December 20, 2008 ☼ Economy ☼ election commission ☼ governance ☼ India ☼ institutions ☼ monetary policy ☼ politics ☼ Public Policy ☼ RBI ☼ reserve bank of India
This is an archived blog post from The Acorn.
Joe Nocera’s piece in the New York Times crediting Y V Reddy, former governor of the Reserve Bank of India, for pursuing policies that (relatively) insulated the Indian banking system from the global financial crisis, has some of India’s top bankers sounding like people looking back at their adolescence and thanking their strict parents or school principals for, well, being strict parents or school principals.
Now that those risks have been made painfully clear, every banker in India realizes that Mr Reddy did the right thing by limiting securitizations. “At times like this, you tend to appreciate what he did more than we did at the time,” said (Yes Bank founder Rana) Kapoor. “He saved us,” added (HDFC chief Deepak) Parekh. [NYT]
Now, a few experts, like V Anantha Nageswaran, have been arguing that Dr Reddy’s exemplary stewardship of the RBI was among the few bright spots in India’s economic management in the last five years.
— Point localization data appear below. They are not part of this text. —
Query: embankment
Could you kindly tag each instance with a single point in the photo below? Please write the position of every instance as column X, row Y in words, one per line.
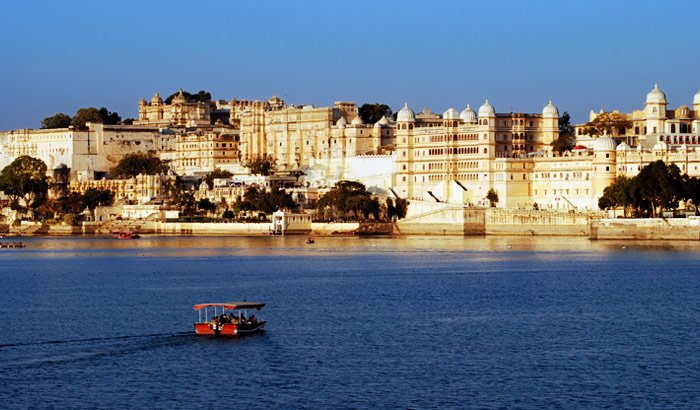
column 683, row 229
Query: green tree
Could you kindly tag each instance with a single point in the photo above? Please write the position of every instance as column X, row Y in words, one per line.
column 348, row 199
column 261, row 166
column 138, row 163
column 25, row 180
column 390, row 209
column 610, row 123
column 92, row 114
column 201, row 96
column 98, row 197
column 206, row 205
column 371, row 113
column 61, row 178
column 217, row 173
column 660, row 185
column 566, row 139
column 58, row 120
column 401, row 207
column 492, row 196
column 691, row 187
column 71, row 203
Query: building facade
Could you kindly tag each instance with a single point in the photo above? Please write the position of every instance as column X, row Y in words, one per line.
column 460, row 156
column 179, row 113
column 96, row 149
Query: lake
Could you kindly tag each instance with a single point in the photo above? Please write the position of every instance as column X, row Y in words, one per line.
column 416, row 322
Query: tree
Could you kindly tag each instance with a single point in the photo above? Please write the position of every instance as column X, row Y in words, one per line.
column 58, row 120
column 25, row 179
column 255, row 199
column 618, row 194
column 61, row 178
column 138, row 163
column 205, row 204
column 261, row 166
column 390, row 209
column 610, row 123
column 109, row 117
column 92, row 114
column 566, row 139
column 217, row 173
column 201, row 96
column 492, row 196
column 691, row 187
column 98, row 197
column 349, row 199
column 401, row 207
column 660, row 185
column 371, row 113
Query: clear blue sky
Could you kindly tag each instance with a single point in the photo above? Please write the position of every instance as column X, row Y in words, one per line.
column 60, row 56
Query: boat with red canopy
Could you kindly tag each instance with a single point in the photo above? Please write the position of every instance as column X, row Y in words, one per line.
column 237, row 321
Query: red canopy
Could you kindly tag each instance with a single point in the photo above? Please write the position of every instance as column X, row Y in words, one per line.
column 231, row 305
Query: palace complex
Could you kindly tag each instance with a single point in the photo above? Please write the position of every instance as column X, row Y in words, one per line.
column 454, row 158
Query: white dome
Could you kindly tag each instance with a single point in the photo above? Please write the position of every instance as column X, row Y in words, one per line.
column 604, row 143
column 660, row 146
column 656, row 96
column 450, row 114
column 550, row 111
column 405, row 114
column 487, row 110
column 468, row 115
column 623, row 147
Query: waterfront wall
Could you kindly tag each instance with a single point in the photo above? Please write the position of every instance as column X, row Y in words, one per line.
column 687, row 229
column 444, row 219
column 536, row 223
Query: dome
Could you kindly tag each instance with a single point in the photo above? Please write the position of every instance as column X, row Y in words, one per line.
column 660, row 146
column 487, row 110
column 623, row 147
column 604, row 143
column 179, row 98
column 406, row 115
column 450, row 114
column 156, row 99
column 656, row 96
column 382, row 121
column 468, row 115
column 550, row 111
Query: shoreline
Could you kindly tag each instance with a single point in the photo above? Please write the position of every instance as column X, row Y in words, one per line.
column 683, row 229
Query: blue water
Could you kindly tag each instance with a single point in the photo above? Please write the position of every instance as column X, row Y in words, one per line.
column 352, row 323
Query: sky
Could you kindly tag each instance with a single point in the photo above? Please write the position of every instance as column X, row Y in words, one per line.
column 582, row 55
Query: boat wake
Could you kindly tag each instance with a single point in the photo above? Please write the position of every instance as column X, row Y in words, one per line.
column 92, row 339
column 35, row 354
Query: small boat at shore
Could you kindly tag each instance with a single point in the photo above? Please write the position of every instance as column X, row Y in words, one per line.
column 235, row 322
column 12, row 245
column 128, row 235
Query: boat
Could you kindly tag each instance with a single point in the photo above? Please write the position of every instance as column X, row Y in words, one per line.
column 128, row 235
column 12, row 245
column 235, row 322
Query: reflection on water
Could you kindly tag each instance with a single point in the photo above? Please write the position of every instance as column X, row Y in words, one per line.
column 405, row 322
column 296, row 245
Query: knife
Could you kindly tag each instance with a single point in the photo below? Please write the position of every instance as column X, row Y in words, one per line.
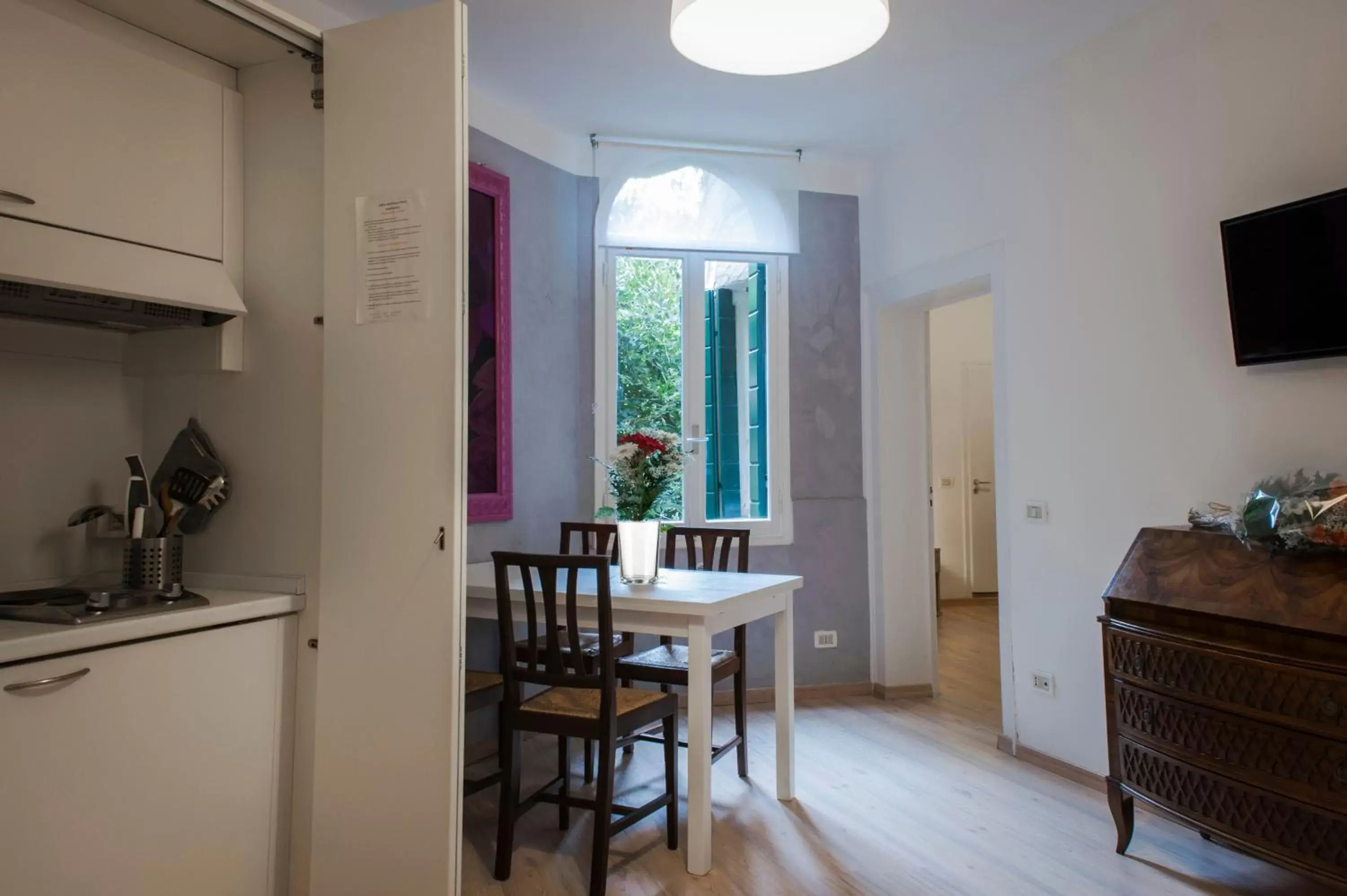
column 138, row 496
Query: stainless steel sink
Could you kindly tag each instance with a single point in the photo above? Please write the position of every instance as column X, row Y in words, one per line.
column 83, row 606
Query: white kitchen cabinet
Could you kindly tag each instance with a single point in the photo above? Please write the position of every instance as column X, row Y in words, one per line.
column 116, row 142
column 161, row 771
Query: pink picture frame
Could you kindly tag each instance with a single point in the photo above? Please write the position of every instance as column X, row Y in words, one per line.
column 491, row 482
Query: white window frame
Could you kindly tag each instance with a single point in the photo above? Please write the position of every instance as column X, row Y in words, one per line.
column 779, row 529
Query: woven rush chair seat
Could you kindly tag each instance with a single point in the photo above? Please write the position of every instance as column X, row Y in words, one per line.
column 667, row 665
column 674, row 658
column 480, row 692
column 589, row 645
column 585, row 704
column 582, row 701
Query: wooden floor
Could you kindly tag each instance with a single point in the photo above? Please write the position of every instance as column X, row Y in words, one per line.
column 899, row 798
column 970, row 663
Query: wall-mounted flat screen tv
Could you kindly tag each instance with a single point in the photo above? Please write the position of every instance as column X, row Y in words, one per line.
column 1287, row 278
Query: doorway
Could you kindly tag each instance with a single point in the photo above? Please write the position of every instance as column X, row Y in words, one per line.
column 964, row 507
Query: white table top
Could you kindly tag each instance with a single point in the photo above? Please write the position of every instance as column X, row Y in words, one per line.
column 685, row 592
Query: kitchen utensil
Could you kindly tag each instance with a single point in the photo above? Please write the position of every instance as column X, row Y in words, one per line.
column 91, row 514
column 138, row 496
column 153, row 564
column 185, row 490
column 193, row 449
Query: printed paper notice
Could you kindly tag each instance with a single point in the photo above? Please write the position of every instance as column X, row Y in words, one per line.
column 391, row 258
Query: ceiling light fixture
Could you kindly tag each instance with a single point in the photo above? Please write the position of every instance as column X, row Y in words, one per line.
column 776, row 37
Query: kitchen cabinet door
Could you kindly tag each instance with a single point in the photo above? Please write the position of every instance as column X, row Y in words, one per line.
column 153, row 774
column 107, row 139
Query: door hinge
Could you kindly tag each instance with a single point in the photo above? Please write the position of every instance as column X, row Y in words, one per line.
column 316, row 65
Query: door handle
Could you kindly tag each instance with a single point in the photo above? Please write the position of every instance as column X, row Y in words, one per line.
column 45, row 682
column 6, row 196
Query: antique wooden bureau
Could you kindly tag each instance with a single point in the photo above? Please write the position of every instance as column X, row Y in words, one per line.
column 1226, row 690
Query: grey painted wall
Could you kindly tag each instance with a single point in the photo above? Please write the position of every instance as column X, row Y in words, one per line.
column 826, row 461
column 553, row 239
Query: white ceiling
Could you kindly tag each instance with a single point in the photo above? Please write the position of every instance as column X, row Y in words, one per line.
column 608, row 66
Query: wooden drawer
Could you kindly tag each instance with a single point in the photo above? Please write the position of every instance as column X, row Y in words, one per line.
column 1259, row 689
column 1302, row 766
column 1281, row 826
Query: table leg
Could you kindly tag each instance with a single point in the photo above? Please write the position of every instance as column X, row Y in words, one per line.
column 786, row 701
column 698, row 750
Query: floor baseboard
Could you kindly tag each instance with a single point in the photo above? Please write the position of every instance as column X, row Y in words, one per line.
column 1051, row 764
column 902, row 692
column 969, row 602
column 802, row 693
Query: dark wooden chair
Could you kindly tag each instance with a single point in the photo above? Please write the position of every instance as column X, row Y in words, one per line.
column 667, row 663
column 594, row 540
column 582, row 701
column 480, row 692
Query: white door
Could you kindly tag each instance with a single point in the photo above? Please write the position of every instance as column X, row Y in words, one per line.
column 151, row 771
column 387, row 802
column 107, row 139
column 980, row 463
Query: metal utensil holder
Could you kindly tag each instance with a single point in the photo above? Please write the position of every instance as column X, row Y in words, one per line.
column 153, row 564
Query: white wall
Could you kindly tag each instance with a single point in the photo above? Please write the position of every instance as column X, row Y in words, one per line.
column 69, row 418
column 1104, row 180
column 267, row 421
column 961, row 334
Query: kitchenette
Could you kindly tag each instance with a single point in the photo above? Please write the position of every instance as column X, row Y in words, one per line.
column 161, row 395
column 204, row 442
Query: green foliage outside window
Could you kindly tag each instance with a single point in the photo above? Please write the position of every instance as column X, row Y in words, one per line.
column 650, row 355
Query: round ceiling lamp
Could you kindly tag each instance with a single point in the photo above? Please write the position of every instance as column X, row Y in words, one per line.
column 776, row 37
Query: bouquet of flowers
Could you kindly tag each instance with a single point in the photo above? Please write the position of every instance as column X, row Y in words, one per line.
column 642, row 470
column 1296, row 513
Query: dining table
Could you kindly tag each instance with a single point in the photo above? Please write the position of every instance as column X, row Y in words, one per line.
column 694, row 606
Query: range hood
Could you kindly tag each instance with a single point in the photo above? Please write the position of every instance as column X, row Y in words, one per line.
column 58, row 275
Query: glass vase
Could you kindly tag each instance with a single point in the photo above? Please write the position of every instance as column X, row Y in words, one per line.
column 639, row 546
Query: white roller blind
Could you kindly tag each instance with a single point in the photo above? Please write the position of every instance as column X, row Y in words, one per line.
column 658, row 198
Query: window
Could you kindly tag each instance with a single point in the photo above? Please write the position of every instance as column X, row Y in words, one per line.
column 700, row 347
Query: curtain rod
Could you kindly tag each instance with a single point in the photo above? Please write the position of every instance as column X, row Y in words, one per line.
column 687, row 145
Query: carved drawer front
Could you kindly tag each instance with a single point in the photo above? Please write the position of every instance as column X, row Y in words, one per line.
column 1303, row 766
column 1249, row 688
column 1306, row 833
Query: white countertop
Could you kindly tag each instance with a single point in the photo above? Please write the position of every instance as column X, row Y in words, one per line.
column 31, row 641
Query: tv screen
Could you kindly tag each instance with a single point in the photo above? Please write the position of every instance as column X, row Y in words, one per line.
column 1287, row 278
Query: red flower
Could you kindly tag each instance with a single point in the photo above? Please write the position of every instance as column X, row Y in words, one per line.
column 644, row 442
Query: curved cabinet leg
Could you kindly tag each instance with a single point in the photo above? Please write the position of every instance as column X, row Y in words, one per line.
column 1124, row 814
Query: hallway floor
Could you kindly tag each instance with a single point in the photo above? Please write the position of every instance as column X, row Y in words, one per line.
column 970, row 663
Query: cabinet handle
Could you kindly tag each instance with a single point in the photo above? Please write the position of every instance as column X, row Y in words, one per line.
column 44, row 682
column 17, row 197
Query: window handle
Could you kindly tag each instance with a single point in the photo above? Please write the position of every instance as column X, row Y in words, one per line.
column 696, row 441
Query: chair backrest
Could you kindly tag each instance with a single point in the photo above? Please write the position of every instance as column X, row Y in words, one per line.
column 596, row 538
column 545, row 662
column 716, row 545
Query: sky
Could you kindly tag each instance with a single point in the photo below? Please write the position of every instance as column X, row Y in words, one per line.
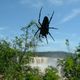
column 17, row 13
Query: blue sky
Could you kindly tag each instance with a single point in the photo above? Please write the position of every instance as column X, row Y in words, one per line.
column 17, row 13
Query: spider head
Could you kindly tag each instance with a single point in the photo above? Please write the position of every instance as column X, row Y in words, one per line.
column 45, row 20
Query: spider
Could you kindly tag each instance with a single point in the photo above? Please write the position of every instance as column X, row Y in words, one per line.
column 44, row 26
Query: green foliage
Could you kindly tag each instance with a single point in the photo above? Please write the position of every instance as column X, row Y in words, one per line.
column 71, row 67
column 51, row 74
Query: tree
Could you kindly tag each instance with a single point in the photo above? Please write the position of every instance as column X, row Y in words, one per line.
column 70, row 67
column 51, row 74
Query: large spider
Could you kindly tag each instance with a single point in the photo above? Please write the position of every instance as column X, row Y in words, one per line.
column 44, row 26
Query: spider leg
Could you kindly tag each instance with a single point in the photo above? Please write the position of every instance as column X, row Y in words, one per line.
column 51, row 17
column 51, row 36
column 39, row 16
column 46, row 39
column 53, row 28
column 36, row 32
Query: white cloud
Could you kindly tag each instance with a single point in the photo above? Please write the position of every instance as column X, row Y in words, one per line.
column 34, row 3
column 62, row 2
column 56, row 2
column 72, row 15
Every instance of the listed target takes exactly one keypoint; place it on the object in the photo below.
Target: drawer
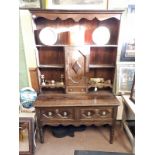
(60, 113)
(95, 113)
(77, 89)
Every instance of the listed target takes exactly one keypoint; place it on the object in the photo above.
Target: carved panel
(76, 68)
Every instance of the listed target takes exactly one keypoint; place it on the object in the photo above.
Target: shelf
(65, 45)
(101, 66)
(52, 66)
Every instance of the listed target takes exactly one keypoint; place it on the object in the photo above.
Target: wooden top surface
(55, 100)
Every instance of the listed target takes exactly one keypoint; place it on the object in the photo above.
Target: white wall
(28, 40)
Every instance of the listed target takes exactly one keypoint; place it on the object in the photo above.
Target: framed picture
(77, 5)
(125, 76)
(128, 47)
(26, 135)
(132, 95)
(29, 3)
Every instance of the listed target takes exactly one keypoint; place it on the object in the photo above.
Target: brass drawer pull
(104, 113)
(47, 116)
(50, 113)
(88, 113)
(65, 114)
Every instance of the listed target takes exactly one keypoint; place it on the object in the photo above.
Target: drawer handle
(104, 113)
(50, 113)
(46, 116)
(88, 113)
(65, 114)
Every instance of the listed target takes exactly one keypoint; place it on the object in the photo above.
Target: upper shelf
(77, 15)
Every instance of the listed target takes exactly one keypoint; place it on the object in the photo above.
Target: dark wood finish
(34, 79)
(66, 109)
(73, 60)
(27, 122)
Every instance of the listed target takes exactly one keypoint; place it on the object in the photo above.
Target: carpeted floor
(85, 152)
(93, 138)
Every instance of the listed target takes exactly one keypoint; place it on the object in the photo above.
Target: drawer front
(95, 113)
(57, 113)
(76, 89)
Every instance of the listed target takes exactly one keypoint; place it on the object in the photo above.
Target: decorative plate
(101, 35)
(48, 36)
(27, 97)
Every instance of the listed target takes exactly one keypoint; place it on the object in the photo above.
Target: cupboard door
(76, 69)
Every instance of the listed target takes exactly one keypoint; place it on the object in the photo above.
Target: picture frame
(77, 5)
(26, 135)
(29, 3)
(132, 95)
(125, 77)
(128, 46)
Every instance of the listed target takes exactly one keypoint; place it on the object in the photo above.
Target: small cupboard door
(76, 69)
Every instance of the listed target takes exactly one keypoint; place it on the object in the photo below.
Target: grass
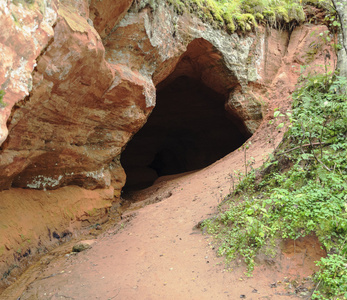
(301, 190)
(244, 15)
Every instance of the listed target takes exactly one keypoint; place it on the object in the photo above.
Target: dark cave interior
(188, 129)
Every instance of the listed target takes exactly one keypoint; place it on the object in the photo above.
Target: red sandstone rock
(94, 87)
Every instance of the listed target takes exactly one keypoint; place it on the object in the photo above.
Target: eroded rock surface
(81, 77)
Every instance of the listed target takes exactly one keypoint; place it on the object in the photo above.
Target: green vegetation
(244, 15)
(301, 190)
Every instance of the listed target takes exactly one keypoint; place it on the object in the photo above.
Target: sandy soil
(157, 252)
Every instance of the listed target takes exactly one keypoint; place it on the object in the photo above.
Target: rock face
(82, 77)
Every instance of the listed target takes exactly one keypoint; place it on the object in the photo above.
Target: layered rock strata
(80, 79)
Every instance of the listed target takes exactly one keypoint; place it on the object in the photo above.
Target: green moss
(242, 14)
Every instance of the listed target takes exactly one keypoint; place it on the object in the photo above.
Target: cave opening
(188, 129)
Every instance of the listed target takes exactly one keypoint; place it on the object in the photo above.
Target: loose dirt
(156, 252)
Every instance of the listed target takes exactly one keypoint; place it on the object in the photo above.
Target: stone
(83, 245)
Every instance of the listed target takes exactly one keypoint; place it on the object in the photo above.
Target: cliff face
(82, 77)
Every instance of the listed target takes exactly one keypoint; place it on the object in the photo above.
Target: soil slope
(157, 252)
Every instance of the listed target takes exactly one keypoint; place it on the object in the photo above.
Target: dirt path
(159, 254)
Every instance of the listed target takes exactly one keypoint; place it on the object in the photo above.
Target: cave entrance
(188, 129)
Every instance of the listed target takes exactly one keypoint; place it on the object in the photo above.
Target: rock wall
(80, 79)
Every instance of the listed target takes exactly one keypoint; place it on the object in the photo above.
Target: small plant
(303, 188)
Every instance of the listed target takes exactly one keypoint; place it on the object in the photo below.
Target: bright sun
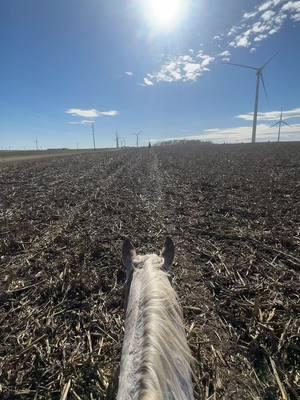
(164, 13)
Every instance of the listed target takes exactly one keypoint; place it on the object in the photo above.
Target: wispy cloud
(264, 20)
(241, 134)
(84, 122)
(225, 55)
(271, 115)
(147, 82)
(181, 68)
(91, 113)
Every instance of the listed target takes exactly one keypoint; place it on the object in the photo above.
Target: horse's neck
(155, 363)
(131, 360)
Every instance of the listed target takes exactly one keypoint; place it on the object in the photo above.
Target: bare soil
(233, 212)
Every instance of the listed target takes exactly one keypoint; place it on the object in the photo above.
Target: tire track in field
(50, 234)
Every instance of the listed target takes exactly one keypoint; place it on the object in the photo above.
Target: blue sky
(129, 68)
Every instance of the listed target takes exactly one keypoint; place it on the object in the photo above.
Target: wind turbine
(279, 123)
(92, 125)
(137, 138)
(259, 78)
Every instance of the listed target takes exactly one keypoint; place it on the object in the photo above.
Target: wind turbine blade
(264, 86)
(269, 60)
(242, 66)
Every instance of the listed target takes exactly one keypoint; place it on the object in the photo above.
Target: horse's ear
(168, 253)
(128, 253)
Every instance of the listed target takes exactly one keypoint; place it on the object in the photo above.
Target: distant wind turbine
(137, 138)
(279, 123)
(259, 77)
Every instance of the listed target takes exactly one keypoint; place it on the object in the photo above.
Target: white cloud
(84, 122)
(91, 113)
(271, 115)
(242, 134)
(147, 82)
(182, 68)
(263, 21)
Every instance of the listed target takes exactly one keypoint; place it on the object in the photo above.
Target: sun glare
(164, 14)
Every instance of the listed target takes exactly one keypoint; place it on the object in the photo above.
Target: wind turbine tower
(259, 78)
(279, 123)
(137, 138)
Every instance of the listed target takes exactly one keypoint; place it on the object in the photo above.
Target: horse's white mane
(156, 358)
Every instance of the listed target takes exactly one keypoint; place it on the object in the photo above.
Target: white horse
(155, 362)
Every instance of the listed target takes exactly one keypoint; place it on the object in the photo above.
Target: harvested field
(233, 212)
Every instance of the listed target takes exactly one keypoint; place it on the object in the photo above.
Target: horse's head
(132, 261)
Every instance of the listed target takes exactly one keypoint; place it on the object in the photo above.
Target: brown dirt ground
(233, 212)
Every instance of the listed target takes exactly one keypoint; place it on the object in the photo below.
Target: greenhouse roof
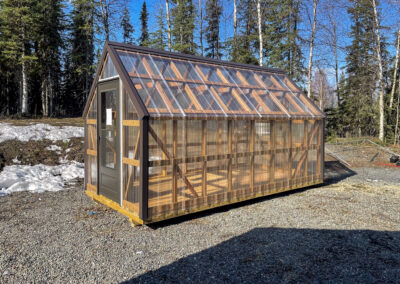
(174, 85)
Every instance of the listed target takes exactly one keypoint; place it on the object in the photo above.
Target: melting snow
(54, 148)
(38, 178)
(38, 132)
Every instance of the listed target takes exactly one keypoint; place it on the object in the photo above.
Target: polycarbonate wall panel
(109, 69)
(186, 88)
(91, 146)
(197, 163)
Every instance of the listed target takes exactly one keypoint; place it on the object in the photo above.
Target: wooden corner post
(144, 169)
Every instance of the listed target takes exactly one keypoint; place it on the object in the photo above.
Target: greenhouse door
(109, 140)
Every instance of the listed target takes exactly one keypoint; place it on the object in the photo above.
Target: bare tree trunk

And as events proved, they were right.
Beyond individuals though, the underlying point is that independent institutions can deliver competent governance in their mandated areas even under bad governments. Of course, even independent institutions can be undermined over time, by packing them with less than independent-minded individuals. And that, unfortunately, might well be on the cards. The tenacious Dr Reddy is no more at the crease. The Election Commission could fall into the hands of Naveen Chawla, who the Shah Commission declared “unfit to hold any public office which demands an attitude of fair play and consideration for others.”